We have been approached on a number of occasions to provide guidance on the compliance implications of the sale of liquor by licensees on behalf of a third party, namely charities and not for profit organisations to assist fund raising.
Before addressing how this may happen without leaving the licensee open to possible compliance problems under Queensland liquor laws, let us first look at the general nature of this type of arrangement.
Many commercial dealings are undertaken by one person on behalf of another. An employee might purchase goods or services on behalf of that person’s employer; a company director might enter into a contract on behalf of the company and so on. The employee or director is the agent, the employer or company is the principal and in general terms the actions of the agent bind the principal.
The agent and principal scenario presents itself when a licensee is working with a charity or not for profit organisation to provide a liquor service at a fund raising event. The charity or not-for-profit, as an “eligible entity” under Section 13 of the Liquor Act, enjoys an exemption from requiring a licence or permit to sell liquor at the event. However, the exemption does not apply if the liquor is sold by a commercial licensee, so the two parties must set up an agency agreement for the event.

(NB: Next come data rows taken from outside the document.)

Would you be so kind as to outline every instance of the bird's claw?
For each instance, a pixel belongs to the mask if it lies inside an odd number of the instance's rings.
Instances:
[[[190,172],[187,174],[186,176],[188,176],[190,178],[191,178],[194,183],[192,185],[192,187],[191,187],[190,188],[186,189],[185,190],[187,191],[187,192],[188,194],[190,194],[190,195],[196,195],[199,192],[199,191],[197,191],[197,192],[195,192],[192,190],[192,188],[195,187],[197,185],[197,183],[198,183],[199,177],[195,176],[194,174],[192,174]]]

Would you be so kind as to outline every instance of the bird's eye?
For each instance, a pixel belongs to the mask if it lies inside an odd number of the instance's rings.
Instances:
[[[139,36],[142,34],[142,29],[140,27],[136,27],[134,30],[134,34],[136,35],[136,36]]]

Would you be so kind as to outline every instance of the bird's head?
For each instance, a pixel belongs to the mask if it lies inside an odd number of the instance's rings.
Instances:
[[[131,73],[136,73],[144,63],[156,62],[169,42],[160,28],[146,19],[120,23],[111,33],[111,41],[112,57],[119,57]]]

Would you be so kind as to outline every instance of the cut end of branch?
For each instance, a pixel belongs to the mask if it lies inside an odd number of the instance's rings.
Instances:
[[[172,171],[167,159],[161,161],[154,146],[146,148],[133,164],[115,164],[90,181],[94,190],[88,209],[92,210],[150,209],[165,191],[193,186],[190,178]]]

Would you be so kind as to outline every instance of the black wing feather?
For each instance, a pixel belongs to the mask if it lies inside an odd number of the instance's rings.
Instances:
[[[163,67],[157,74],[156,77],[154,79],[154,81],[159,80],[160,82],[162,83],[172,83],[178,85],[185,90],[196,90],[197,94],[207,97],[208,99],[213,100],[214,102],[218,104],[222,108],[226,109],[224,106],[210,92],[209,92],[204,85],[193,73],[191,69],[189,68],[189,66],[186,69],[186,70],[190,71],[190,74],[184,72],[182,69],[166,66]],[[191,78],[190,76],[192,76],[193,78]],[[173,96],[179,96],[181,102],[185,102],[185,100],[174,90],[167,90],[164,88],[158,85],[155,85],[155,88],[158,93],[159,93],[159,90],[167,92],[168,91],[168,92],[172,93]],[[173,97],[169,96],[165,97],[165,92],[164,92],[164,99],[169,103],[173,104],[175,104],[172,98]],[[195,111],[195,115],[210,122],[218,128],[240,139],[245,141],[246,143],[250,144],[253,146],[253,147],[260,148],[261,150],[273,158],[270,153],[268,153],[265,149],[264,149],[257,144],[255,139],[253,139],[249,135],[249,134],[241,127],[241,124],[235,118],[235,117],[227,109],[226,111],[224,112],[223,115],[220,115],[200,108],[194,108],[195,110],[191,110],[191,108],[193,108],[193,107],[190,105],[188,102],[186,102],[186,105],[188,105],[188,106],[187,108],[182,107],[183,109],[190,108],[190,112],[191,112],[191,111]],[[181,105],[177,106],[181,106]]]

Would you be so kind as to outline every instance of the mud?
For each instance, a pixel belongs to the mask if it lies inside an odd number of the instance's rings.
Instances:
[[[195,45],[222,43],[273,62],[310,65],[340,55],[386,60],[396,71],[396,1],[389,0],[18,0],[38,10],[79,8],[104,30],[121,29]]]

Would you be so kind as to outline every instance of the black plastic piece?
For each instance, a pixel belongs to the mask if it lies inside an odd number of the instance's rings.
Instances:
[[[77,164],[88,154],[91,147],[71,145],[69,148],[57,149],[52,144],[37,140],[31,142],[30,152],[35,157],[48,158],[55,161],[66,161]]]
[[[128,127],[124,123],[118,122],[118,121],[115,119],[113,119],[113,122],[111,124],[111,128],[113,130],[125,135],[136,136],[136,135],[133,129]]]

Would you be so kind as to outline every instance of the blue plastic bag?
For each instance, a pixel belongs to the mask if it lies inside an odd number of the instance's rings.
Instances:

The basis of the agency agreement is simple enough: the licensee will provide a liquor service at the event, as an agent of the eligible entity, with net proceeds from sales retained by the principal. To avoid complications, there are a number of things to consider:
- Documentation – although an agreement does not need to be in writing to be binding, if there are any questions regarding who is benefitting from the sale of liquor at the event (noting that an investigation might be undertaken several months later) clear documentation will be invaluable. Email exchanges are perfect for this type of thing as they are easy to keep, can be saved as conversations by most email clients and are recognised by statute as legally binding.
- Ownership – if the liquor is being supplied by the eligible entity through the agency of the licensee, it makes sense that the eligible entity must be the owner of the liquor prior to its sale to the end consumer. If the agent licensee is supplying the liquor, (possible for a commercial hotel or producer/wholesaler licensees) the eligible entity must be invoiced for the liquor at some point. The documentation should include reference to the invoicing, payment, storage and return arrangements.
- Net proceeds – for an event to be exempt “all the net proceeds from the sale of liquor will be used for the benefit of the community”. This clearly does not mean all of the takings for liquor sales, rather the amount left after costs. Costs would of course include the purchase price of the liquor, but may also include transport, refrigeration, labour and any other legitimate costs associated with the liquor supply. It is important that the costs are fair and reasonable and not inflated.
- Payment – while legal ownership of the liquor has been transferred to the eligible entity, the licensee retains possession of the stock, dispenses it to paying customers at the event and collects money as an agent of the eligible entity. At the end of the event it is permissible for the licensee to provide an adjusted invoice to the eligible entity and retain the amount due from the day’s takings. The balance of the funds is paid to the eligible entity.
Having regard to the above, there are opportunities for licensees and non-profit organisations to work together for mutual benefit. The eligible entity gains access to a new fundraising opportunity and the licensee enjoys the benefits of sponsorship: exposure, positive public relations etc., for a very low real cost. With planning and proper documentation, this can all be achieved within the bounds of Queensland’s generally restrictive liquor laws.